ClickHouse SQL nodes allow you to use a distributed SQL query engine to process structured data. This improves the task efficiency. This topic describes how to create and use a ClickHouse SQL node to develop data.

Prerequisites

  • An EMR ClickHouse cluster or an ApsaraDB for ClickHouse cluster is created. The security group to which the cluster belongs has the following inbound rule:
    • Action: Allow
    • Protocol type: Custom TCP
    • Port range: 8898/8898
    • Authorization object: 100.104.0.0/16
  • The ClickHouse compute engine is associated with your DataWorks workspace. For more information, see Configure a workspace.
    Note After you associate the ClickHouse compute engine with your workspace, you can view the directory of the ClickHouse compute engine on the DataStudio page.
  • The exclusive resource group for scheduling is created and is associated with the VPC to which the ClickHouse cluster belongs.
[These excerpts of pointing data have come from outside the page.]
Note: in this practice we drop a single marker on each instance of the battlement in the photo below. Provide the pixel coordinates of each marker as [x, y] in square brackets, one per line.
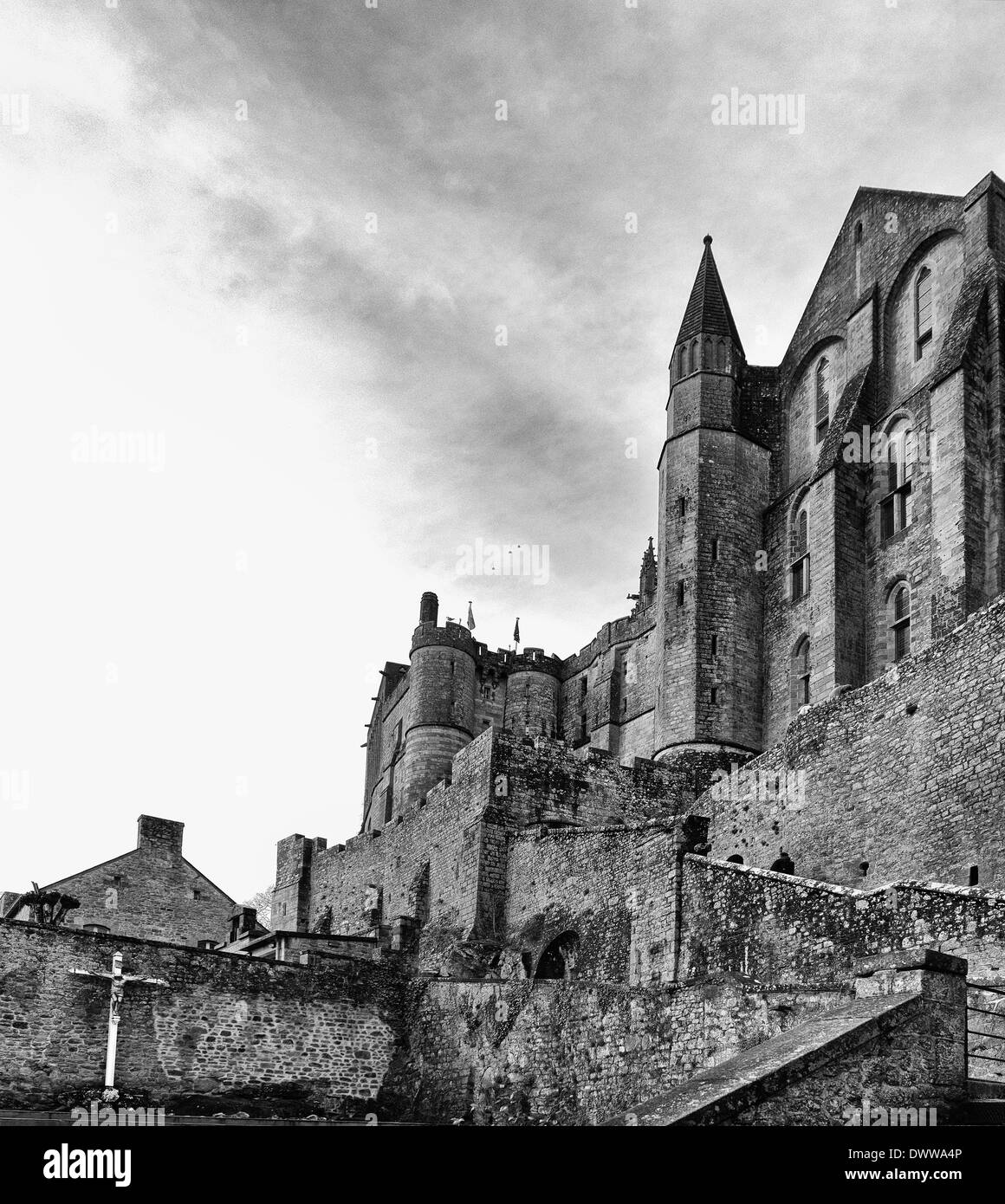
[532, 660]
[453, 635]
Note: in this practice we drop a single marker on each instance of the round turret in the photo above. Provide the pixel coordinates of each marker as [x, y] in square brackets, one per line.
[532, 694]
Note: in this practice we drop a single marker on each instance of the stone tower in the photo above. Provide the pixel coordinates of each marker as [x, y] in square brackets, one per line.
[713, 493]
[441, 704]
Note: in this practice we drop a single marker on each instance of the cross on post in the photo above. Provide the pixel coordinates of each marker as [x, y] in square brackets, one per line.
[120, 982]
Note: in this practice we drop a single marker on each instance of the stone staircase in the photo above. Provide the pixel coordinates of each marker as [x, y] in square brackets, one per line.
[985, 1103]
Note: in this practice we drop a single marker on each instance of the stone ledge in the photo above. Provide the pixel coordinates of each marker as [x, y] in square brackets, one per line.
[910, 960]
[768, 1068]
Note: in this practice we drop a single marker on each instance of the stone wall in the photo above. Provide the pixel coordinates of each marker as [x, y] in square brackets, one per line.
[225, 1032]
[151, 892]
[571, 1052]
[775, 929]
[904, 775]
[614, 888]
[900, 1044]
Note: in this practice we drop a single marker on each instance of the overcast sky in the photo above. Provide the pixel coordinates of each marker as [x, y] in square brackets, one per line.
[275, 243]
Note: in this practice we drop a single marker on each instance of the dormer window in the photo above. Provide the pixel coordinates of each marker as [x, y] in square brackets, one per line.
[922, 311]
[899, 610]
[800, 676]
[894, 506]
[800, 568]
[822, 389]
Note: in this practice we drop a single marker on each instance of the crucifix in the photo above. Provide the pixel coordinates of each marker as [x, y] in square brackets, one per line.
[120, 982]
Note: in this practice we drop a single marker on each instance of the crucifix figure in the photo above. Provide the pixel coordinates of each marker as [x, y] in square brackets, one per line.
[120, 982]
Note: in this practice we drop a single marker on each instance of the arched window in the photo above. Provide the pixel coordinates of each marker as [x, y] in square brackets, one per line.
[896, 475]
[800, 568]
[922, 311]
[800, 676]
[899, 611]
[560, 957]
[822, 392]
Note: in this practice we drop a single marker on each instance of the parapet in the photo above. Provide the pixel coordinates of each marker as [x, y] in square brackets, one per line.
[532, 660]
[427, 635]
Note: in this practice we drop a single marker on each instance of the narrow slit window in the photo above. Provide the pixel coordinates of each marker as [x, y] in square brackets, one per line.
[922, 312]
[900, 621]
[822, 398]
[800, 568]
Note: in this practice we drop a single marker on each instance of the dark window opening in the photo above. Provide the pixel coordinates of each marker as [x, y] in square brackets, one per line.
[560, 957]
[900, 620]
[922, 312]
[784, 864]
[800, 571]
[822, 398]
[800, 676]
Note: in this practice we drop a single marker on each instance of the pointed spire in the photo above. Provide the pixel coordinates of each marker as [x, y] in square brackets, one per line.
[708, 311]
[646, 593]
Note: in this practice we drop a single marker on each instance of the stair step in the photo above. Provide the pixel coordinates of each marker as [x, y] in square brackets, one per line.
[985, 1089]
[985, 1111]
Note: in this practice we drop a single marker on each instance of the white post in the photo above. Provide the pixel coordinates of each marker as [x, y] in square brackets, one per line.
[113, 1020]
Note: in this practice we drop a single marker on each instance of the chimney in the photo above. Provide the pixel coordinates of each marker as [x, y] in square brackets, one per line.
[161, 837]
[429, 608]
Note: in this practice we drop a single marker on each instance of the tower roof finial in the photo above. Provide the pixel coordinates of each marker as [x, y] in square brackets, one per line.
[708, 311]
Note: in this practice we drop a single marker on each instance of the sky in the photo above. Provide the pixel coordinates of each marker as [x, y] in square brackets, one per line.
[302, 300]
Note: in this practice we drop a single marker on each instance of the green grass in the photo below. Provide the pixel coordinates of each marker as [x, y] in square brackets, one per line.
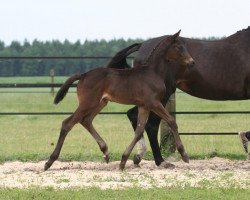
[34, 137]
[95, 194]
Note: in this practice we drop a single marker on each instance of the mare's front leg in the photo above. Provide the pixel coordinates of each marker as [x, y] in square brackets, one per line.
[152, 127]
[67, 125]
[142, 120]
[163, 113]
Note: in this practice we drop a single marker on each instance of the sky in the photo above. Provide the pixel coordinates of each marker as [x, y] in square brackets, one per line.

For more information, see Create and use an exclusive resource group for scheduling.

Limits

You can use only exclusive resource groups for scheduling to run ClickHouse SQL nodes.

Procedure

  1. Go to the DataStudio page.
    1. Log on to the DataWorks console.
    2. In the left-side navigation pane, click Workspaces.
    3. In the top navigation bar, select the region where your workspace resides, find the workspace, and then click Data Analytics in the Actions column.
  2. Move the pointer over the Create icon and choose ClickHouse > Click SQL.
    Alternatively, right-click a workflow and select ClickHouse, and choose Create > Click SQL.
  3. In the Create Node dialog box, set the Node Name and Location parameters.
    Note The node name must be 1 to 128 characters in length and can contain letters, digits, underscores (_), and periods (.).
  4. Click Commit.
  5. Develop data in the code editor.
    You can run SQL nodes based on your business requirements. Sample code:
    CREATE DATABASE if not EXISTS ck_test;
    CREATE TABLE if not EXISTS  ck_test.first_table  (
    `product_code` String,
    `package_name` String
    ) ENGINE = MergeTree ORDER BY package_name SETTINGS index_granularity = 8192;
    insert into ck_test.first_table (product_code, package_name) VALUES ('1', '1');
    select * from ck_test.first_table;
  6. Save and commit the node.
    Notice You must set the Rerun and Parent Nodes parameters before you can commit the node.
    1. Click the Save icon in the toolbar to save the node.
    2. Click the Commit icon in the toolbar.
    3. In the Commit Node dialog box, enter your comments in the Change description field.
    4. Click OK.
    In a workspace in standard mode, you must click Deploy in the upper-right corner after you commit the node. For more information, see Deploy nodes.
  7. Test the node. For more information, see View auto triggered nodes.